Nach ständiger Rechtsprechung des Dt. BVerfG seien Unterstützungsunterschriften grundsätzlich ein gerechtfertigtes Instrument, um die Ernsthaftigkeit eines Wahlvorschlages zu messen und der Gefahr der Stimmenzersplitterung zu begegnen. Das Dt. BVerfG verwies dazu insbesondere auf seine Judikate aus 1956 und 1961, wonach ein Unterschriftenquorum von 0,25% resp. 0,18 bis 0,26% der Wahlberechtigen verfassungsrechtlich unbedenklich ist. Das aktuelle Bundeswahlgesetz bleibe (für Landeslisten) mit 0,1% der Wahlberechtigten bzw. max. 2.000 Unterstützungsunterschriften deutlich hinter dieser Obergrenze zurück. Der vom Dt. BVerfG unter normalen Umständen eingeräumte Spielraum sei also derzeit bei weitem nicht ausgeschöpft.

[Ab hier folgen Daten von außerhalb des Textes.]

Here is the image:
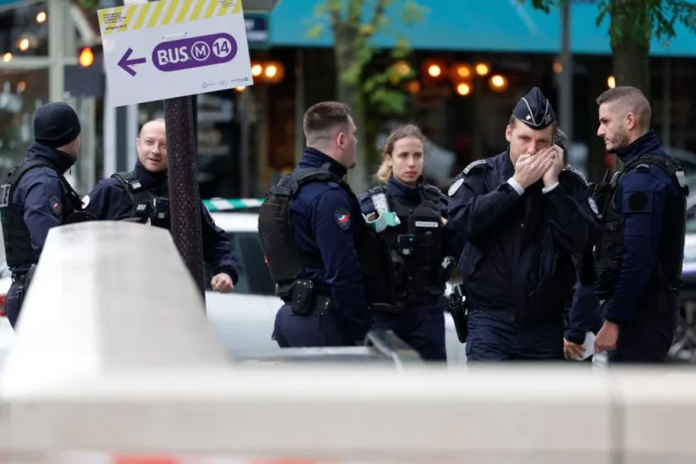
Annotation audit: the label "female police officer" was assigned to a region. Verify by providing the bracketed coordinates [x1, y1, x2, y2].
[359, 125, 459, 361]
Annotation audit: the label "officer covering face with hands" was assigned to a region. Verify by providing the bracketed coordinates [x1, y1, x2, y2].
[449, 88, 599, 362]
[0, 103, 94, 327]
[85, 119, 237, 293]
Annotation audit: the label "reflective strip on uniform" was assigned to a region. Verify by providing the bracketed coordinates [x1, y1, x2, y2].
[203, 198, 263, 211]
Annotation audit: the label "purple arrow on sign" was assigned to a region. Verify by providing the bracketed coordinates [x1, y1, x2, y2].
[118, 48, 147, 76]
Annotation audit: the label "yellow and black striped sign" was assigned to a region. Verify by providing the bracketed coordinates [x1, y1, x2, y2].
[99, 0, 242, 34]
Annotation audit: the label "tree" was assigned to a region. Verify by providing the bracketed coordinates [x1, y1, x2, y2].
[307, 0, 427, 192]
[518, 0, 696, 99]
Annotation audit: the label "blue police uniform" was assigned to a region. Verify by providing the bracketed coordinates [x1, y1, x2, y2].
[86, 161, 238, 284]
[595, 130, 686, 363]
[449, 88, 598, 362]
[0, 103, 91, 327]
[270, 148, 372, 347]
[564, 251, 602, 345]
[358, 176, 463, 361]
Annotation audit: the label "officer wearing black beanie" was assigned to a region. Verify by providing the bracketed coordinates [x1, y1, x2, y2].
[0, 103, 94, 327]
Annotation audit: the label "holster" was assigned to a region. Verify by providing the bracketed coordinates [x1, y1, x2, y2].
[447, 284, 469, 343]
[288, 279, 333, 316]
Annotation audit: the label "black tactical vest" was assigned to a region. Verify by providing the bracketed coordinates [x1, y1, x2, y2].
[259, 165, 396, 310]
[369, 185, 451, 298]
[0, 160, 96, 270]
[591, 154, 689, 299]
[111, 171, 169, 229]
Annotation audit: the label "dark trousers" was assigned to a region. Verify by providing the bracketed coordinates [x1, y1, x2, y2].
[273, 304, 355, 348]
[609, 308, 678, 364]
[374, 305, 447, 361]
[466, 310, 564, 363]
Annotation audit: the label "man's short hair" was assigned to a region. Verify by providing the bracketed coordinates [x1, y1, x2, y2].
[597, 86, 652, 129]
[138, 118, 164, 137]
[302, 101, 353, 143]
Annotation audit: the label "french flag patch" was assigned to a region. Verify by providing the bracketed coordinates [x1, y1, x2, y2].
[334, 208, 350, 230]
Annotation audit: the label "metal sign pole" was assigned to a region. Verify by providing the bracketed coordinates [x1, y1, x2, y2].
[164, 97, 205, 298]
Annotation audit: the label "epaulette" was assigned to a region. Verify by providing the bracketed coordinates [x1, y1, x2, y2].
[563, 164, 587, 185]
[462, 159, 488, 176]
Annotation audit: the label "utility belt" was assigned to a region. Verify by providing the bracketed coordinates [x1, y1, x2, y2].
[284, 279, 402, 316]
[285, 279, 333, 316]
[447, 284, 469, 343]
[12, 264, 36, 309]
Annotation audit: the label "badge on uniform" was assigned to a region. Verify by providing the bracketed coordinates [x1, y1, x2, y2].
[447, 179, 464, 196]
[334, 208, 350, 230]
[587, 197, 599, 216]
[48, 195, 63, 216]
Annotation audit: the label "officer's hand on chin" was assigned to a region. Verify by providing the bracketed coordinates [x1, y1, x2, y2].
[595, 321, 619, 353]
[513, 149, 553, 189]
[210, 273, 234, 293]
[563, 338, 585, 359]
[544, 145, 563, 187]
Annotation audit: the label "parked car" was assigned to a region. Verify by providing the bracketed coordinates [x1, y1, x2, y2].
[669, 193, 696, 363]
[204, 198, 466, 364]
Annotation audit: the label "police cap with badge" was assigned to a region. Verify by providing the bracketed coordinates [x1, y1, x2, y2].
[447, 87, 556, 196]
[512, 87, 556, 130]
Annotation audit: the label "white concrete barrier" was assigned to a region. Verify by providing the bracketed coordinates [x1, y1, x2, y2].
[0, 219, 696, 464]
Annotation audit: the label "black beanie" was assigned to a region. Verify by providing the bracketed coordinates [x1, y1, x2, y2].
[34, 102, 81, 148]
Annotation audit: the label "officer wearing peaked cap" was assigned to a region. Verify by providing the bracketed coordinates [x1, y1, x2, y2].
[449, 87, 599, 362]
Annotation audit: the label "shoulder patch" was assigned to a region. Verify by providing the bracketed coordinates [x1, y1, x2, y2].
[462, 159, 488, 175]
[563, 164, 587, 185]
[334, 208, 350, 230]
[447, 178, 464, 196]
[587, 197, 600, 216]
[48, 195, 63, 216]
[674, 171, 686, 188]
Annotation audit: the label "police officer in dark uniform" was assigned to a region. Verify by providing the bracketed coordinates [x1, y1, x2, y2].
[449, 87, 598, 362]
[554, 127, 602, 359]
[595, 87, 688, 363]
[0, 103, 93, 327]
[259, 102, 395, 347]
[85, 119, 238, 293]
[359, 125, 462, 361]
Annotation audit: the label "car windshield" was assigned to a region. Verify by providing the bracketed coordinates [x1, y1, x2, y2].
[205, 232, 275, 296]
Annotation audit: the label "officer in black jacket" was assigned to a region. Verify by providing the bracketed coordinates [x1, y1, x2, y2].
[359, 124, 462, 361]
[594, 87, 689, 363]
[0, 102, 93, 327]
[259, 102, 394, 348]
[449, 87, 598, 362]
[85, 119, 238, 293]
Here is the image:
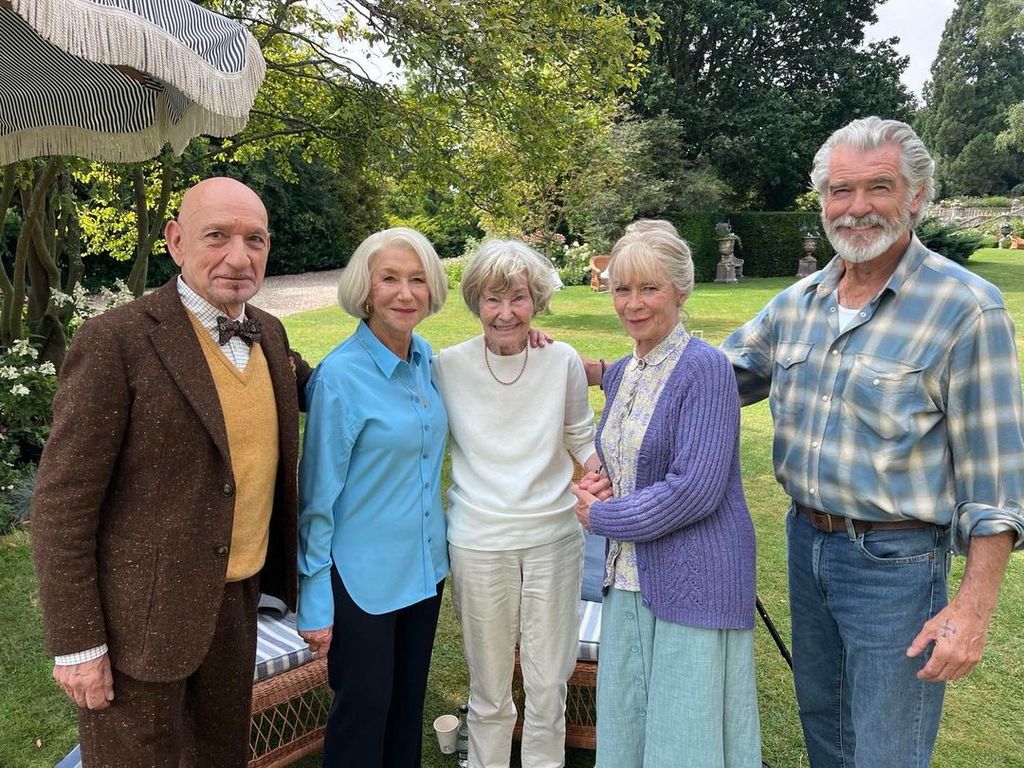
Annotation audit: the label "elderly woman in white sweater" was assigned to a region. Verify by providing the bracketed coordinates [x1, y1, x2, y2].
[433, 241, 598, 768]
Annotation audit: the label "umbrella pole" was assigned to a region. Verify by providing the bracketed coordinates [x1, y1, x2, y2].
[756, 597, 793, 672]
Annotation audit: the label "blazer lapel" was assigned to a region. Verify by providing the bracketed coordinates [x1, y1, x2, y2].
[246, 304, 299, 460]
[148, 279, 230, 461]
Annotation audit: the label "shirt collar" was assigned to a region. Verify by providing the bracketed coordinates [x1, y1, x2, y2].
[177, 274, 246, 331]
[633, 322, 690, 369]
[355, 321, 420, 379]
[807, 232, 929, 298]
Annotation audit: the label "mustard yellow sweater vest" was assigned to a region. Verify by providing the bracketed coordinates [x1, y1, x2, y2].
[188, 312, 278, 582]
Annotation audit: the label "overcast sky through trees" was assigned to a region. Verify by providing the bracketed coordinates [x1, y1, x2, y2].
[865, 0, 956, 100]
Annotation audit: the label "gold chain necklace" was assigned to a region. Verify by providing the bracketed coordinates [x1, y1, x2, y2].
[483, 341, 529, 387]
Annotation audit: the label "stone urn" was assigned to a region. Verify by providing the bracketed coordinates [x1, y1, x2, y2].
[715, 237, 736, 283]
[797, 234, 820, 279]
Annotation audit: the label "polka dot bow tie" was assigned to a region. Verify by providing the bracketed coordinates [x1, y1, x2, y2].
[217, 315, 263, 346]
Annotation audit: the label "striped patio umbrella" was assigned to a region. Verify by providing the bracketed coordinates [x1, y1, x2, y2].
[0, 0, 266, 165]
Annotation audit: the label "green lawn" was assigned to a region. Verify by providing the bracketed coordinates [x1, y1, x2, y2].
[0, 250, 1024, 768]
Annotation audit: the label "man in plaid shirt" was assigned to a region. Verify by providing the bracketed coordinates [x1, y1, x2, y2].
[724, 117, 1024, 768]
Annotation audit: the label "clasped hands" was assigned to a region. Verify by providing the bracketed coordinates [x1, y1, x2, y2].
[299, 627, 334, 658]
[572, 467, 611, 530]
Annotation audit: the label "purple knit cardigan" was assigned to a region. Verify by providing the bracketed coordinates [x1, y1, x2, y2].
[590, 338, 756, 630]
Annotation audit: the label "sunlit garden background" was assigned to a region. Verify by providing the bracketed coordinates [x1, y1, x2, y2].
[0, 0, 1024, 768]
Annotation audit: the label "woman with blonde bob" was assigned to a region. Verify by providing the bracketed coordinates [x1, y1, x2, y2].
[298, 227, 449, 768]
[574, 221, 761, 768]
[434, 241, 597, 768]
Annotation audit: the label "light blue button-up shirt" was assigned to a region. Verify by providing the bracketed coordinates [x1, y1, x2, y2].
[298, 323, 449, 630]
[723, 237, 1024, 549]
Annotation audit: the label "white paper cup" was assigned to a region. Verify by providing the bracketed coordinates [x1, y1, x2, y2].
[434, 715, 459, 755]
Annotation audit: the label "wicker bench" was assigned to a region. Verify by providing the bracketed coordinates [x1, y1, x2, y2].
[249, 658, 331, 768]
[512, 600, 601, 750]
[57, 613, 332, 768]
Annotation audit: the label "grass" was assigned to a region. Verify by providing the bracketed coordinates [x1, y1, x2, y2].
[0, 250, 1024, 768]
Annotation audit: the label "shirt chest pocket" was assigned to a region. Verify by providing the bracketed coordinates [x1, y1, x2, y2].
[771, 341, 814, 419]
[843, 354, 935, 440]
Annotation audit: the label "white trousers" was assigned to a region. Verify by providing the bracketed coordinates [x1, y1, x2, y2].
[449, 531, 584, 768]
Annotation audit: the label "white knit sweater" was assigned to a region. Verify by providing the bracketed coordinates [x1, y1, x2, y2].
[432, 336, 595, 551]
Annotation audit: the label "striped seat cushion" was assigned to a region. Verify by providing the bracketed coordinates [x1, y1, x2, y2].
[56, 596, 313, 768]
[253, 612, 313, 682]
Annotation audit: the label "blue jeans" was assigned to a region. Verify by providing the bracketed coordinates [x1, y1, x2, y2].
[786, 509, 948, 768]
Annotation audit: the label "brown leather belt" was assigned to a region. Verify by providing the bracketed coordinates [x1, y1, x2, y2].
[793, 501, 934, 535]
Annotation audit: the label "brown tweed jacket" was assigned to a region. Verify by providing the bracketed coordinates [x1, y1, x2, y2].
[32, 280, 309, 682]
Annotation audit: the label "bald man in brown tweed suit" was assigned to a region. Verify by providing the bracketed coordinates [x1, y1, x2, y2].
[32, 178, 309, 768]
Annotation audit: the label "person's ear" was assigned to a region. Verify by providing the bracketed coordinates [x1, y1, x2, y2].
[164, 219, 184, 266]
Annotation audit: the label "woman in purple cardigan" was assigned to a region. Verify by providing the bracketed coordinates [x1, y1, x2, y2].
[574, 221, 761, 768]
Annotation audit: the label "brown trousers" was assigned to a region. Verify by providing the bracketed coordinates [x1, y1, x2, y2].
[78, 577, 259, 768]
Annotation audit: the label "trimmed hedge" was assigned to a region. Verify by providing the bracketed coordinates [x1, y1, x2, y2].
[666, 211, 835, 283]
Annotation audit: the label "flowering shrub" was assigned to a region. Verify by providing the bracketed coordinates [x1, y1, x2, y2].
[0, 339, 57, 475]
[0, 280, 134, 532]
[558, 241, 594, 286]
[51, 279, 135, 338]
[441, 256, 467, 291]
[522, 229, 565, 266]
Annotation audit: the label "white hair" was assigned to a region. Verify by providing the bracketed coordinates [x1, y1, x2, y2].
[462, 240, 555, 317]
[811, 116, 935, 229]
[608, 219, 693, 296]
[338, 226, 447, 319]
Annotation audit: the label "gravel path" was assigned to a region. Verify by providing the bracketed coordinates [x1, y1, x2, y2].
[252, 269, 341, 317]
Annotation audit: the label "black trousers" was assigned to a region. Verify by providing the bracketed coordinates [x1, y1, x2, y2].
[78, 577, 259, 768]
[324, 567, 444, 768]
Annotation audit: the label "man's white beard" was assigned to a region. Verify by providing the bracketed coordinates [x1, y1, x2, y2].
[821, 206, 910, 264]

Gemäß dem Dt. BVerfG könnten sich aus dem GG (und dem Unionsrecht) Gesetzgebungspflichten ergeben, jedoch gäbe das GG gerade für das Wahlsystem nur Grundzüge vor und überlasse die konkrete Ausgestaltung dem Bundesgesetzgeber. Auf die durch die Pandemie veränderten Umstände könne der Gesetzgeber daher auf unterschiedliche Weise reagieren. Die Antragstellerinnen hätten es jedoch verabsäumt, darzulegen, warum nur eine Senkung des Unterschriftenquorums in Betracht kommt, also andere Erleichterungen wie ein Verzicht auf eine eigenhändige Unterschrift oder die Möglichkeit zu digitalen Erklärungen ausscheiden. Außerdem sei auch relevant, wie lange Unterstützungserklärungen gesammelt werden könnten. Für die Bundestagswahl am 26. September 2021 könnten konkret vom 30. Juni 2020 bis zum 19. Juli 2021, also über zwölf Monate Unterstützungsunterschriften gesammelt werden. Für die Berliner Wahlen am 26. September 2021 hingegen habe erst ab 27. September 2020 gesammelt werden können. Ergänzend wies das BVerfG noch darauf hin, dass in Baden-Württemberg das in Prüfung gezogene durchschnittliche Unterschriftenquorum bei 0,17% gelegen hatte, also deutlich höher war als das auf Bundesebene mit 0,1% festgelegte. Auch sei auf Bundesebene im Unterschied zum Wahlrecht in Baden-Württemberg ein Zwei-Stimmen-System gegeben, welches Auswirkungen auf den Grad der Beeinträchtigungen durch Quoren habe. Auf all dies sei in der Begründung der Anträge nicht eingegangen worden.

Ausführungen, warum ein völliger Verzicht auf Unterstützungserklärungen für Wahlvorschläge, also ein Aussetzen der Regelungen, verfassungsrechtlich geboten sei, fehlten laut Dt. BVerfG gänzlich.

Vgl. zu diesem Verfahren die Pressemitteilung und den Volltext der Entscheidung.

Es kam in Deutschland ungeachtet des Urteils im Juni 2021 zu einer Gesetzesänderung: Mit der am 9. Juni 2021 verkündeten Änderung des Bundeswahlgesetzes (BGBl I S. 1482) wurde die Zahl der für Landeslisten und Kreiswahlvorschläge erforderlichen Unterstützungsunterschriften auf jeweils ein Viertel (25%) reduziert (z.B. von 2000 auf 500). Die Regelung trat am 10. Juni 2021 in Kraft.